Menurut catatan arsipnya yang telah ia susun semenjak ia diangkat resmi menjadi dewa konflik tiga ratusan tahun yang lalu, hanya ada tiga hal yang menjadi determinan terjadinya semua konflik di muka bumi, mulai dari konflik sederhana, konflik rumah tangga, konflik politik, regional hingga konflik atas nama para dewa. Ketiga hal itu adalah aku, anu dan asu. Selengkapnya rincian masing-masing dari ketiga hal itu adalah sebagai berikut:

Aku

Keberadaan aku dalam diri manusia telah ada semenjak ia dilahirkan. Hal ini menjadi semakin kuat ketika ia berproses dalam kehidupan sehari-hari. Aku menjadi patokan dari semua tindakan manusia, mulai dari tindakan pribadi, semi pribadi hingga tindakan pribadi yang memanfaatkan orang lain bahkan mengorbankan orang lain. Semua tak lain adalah untuk memuaskan aku yang bersemayam dalam diri manusia. Ketika aku dari seseorang telah berbenturan dengan kepentingan aku manusia lain, maka muncullah berbagai macam konflik yang pada akhirnya hanya akan mempertajam rasa aku di masa depan sejarah manusia yang bersangkutan tersebut. Dinamika aku dalam pribadi manusia mengalami perkembangan mulai dari meng- aku internal hingga meng- aku eksternal.

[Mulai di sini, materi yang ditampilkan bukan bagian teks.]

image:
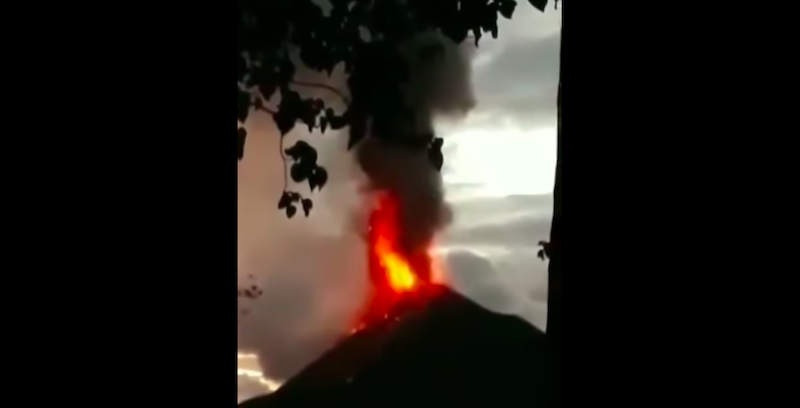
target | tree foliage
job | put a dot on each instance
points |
(361, 35)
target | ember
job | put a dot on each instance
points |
(396, 274)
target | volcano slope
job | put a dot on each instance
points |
(445, 351)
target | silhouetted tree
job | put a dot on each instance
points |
(273, 35)
(364, 36)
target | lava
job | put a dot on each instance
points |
(396, 274)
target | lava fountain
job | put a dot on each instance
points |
(398, 277)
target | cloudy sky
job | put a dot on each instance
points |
(499, 172)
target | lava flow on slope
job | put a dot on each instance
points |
(399, 277)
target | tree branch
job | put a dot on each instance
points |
(326, 87)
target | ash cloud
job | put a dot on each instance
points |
(312, 272)
(438, 86)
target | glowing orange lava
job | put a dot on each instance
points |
(395, 273)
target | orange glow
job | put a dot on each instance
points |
(395, 272)
(398, 271)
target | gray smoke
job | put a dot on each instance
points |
(436, 87)
(311, 272)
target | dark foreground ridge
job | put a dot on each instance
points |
(448, 353)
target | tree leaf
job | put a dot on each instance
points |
(318, 178)
(302, 151)
(242, 133)
(293, 197)
(307, 206)
(539, 4)
(300, 171)
(284, 201)
(323, 123)
(507, 8)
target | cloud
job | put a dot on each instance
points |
(312, 271)
(492, 253)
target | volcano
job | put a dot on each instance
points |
(446, 351)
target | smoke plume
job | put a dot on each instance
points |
(311, 272)
(436, 86)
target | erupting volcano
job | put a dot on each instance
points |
(399, 277)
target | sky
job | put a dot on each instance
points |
(499, 173)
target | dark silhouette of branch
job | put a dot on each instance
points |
(326, 87)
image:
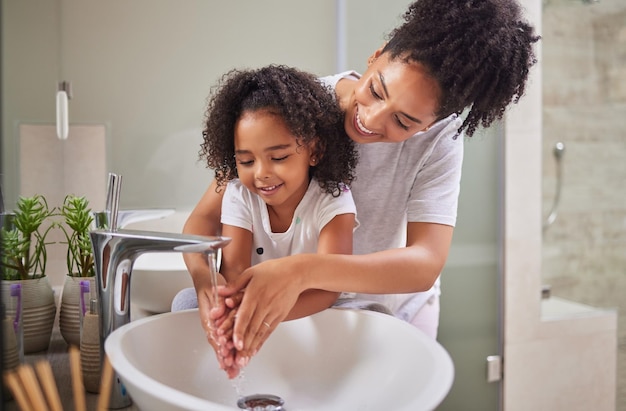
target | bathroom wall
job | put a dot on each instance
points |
(584, 106)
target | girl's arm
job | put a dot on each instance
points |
(403, 270)
(204, 220)
(236, 256)
(335, 238)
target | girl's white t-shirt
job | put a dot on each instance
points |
(244, 209)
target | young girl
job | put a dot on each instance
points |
(451, 67)
(275, 139)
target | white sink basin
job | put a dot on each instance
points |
(339, 359)
(156, 279)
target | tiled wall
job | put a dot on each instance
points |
(584, 98)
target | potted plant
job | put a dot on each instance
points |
(77, 220)
(24, 257)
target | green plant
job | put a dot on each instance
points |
(24, 239)
(78, 220)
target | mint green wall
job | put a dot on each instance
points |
(144, 68)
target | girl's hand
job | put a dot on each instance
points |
(271, 290)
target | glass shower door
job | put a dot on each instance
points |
(584, 110)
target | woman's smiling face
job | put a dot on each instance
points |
(391, 102)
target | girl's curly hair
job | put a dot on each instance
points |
(306, 106)
(479, 52)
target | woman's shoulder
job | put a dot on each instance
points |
(333, 79)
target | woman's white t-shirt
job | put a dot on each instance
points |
(417, 180)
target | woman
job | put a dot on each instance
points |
(446, 58)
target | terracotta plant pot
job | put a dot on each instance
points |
(70, 309)
(38, 310)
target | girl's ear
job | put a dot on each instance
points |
(317, 152)
(375, 55)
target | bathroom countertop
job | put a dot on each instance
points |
(58, 357)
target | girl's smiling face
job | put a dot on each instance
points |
(391, 102)
(270, 161)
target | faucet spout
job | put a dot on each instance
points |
(115, 253)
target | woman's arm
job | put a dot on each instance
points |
(270, 284)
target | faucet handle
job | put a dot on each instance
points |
(114, 189)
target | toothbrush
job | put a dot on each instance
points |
(16, 291)
(84, 288)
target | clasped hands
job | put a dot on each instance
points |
(233, 350)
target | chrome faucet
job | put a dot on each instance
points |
(115, 253)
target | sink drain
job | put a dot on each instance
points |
(261, 402)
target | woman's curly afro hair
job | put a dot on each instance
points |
(479, 51)
(308, 109)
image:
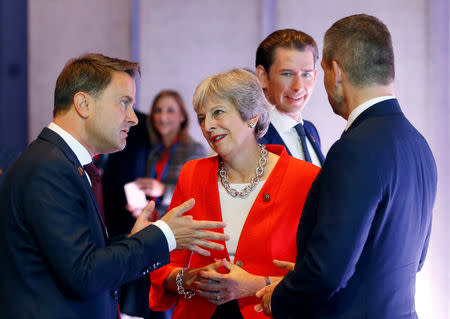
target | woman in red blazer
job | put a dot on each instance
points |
(257, 190)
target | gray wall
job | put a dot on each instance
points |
(180, 42)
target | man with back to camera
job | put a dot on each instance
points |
(366, 224)
(56, 257)
(286, 67)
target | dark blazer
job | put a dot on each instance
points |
(365, 225)
(7, 157)
(121, 168)
(273, 137)
(56, 261)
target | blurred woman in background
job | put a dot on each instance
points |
(172, 146)
(258, 190)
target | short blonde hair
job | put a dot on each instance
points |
(240, 88)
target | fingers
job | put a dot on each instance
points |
(211, 235)
(284, 264)
(260, 293)
(199, 250)
(258, 308)
(148, 210)
(206, 224)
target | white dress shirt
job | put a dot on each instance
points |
(235, 212)
(84, 158)
(284, 125)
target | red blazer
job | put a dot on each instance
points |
(268, 233)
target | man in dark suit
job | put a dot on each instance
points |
(56, 257)
(7, 157)
(286, 67)
(121, 168)
(366, 223)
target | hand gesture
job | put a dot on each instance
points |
(145, 218)
(191, 234)
(284, 264)
(266, 296)
(219, 288)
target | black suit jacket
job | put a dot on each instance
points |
(56, 261)
(273, 137)
(365, 225)
(121, 168)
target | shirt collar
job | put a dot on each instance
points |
(80, 151)
(362, 107)
(281, 121)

Aku internal bermula dari kesadaran akan kepemilikan aku terhadap tubuh, jiwa dan pikiran. Keakuan terhadap tubuh menuntut manusia untuk memenuhinya dengan segala cara agar semua yang ada diluar tubuhnya memuaskan aku yang terwakili oleh tubuh. Muncullah keinginan untuk diperhatikan, dihormati, dipuja, disanjung, dicinta tanpa diimbangi dengan hasrat untuk memperhatikan, menghormati, memuja, menyanjung dan menyintai orang lain.

Keakuan terhadap jiwa melahirkan keinginan untuk beribadah, melakukan ritual, dan segala macam hal spiritual yang berangkat dari hasrat memuaskan dan mencapai kebahagiaan jiwa pada kehidupan yang selanjutnya tanpa ada rasa bahwa ibadah, ritual dan segala macam aktifitas spiritual adalah suatu kewajiban yang taken for granted dan tidak bisa dipertanyakan lagi. Akibatnya adalah munculnya tuntutan-tuntutan yang seharusnya tidak layak diperjuangkan seperti “duh dewa, aku sudah melakukan ajaranmu, tapi kenapa engkau tidak memberiku rejeki yang banyak, istri yang cantik dan langsing lagi tinggi serta beraroma wangi? Dimana engkau duhai dewa? Apakah engkau telah mengingkari janjimu sendiri? Menjilat ludahmu sendiri?”.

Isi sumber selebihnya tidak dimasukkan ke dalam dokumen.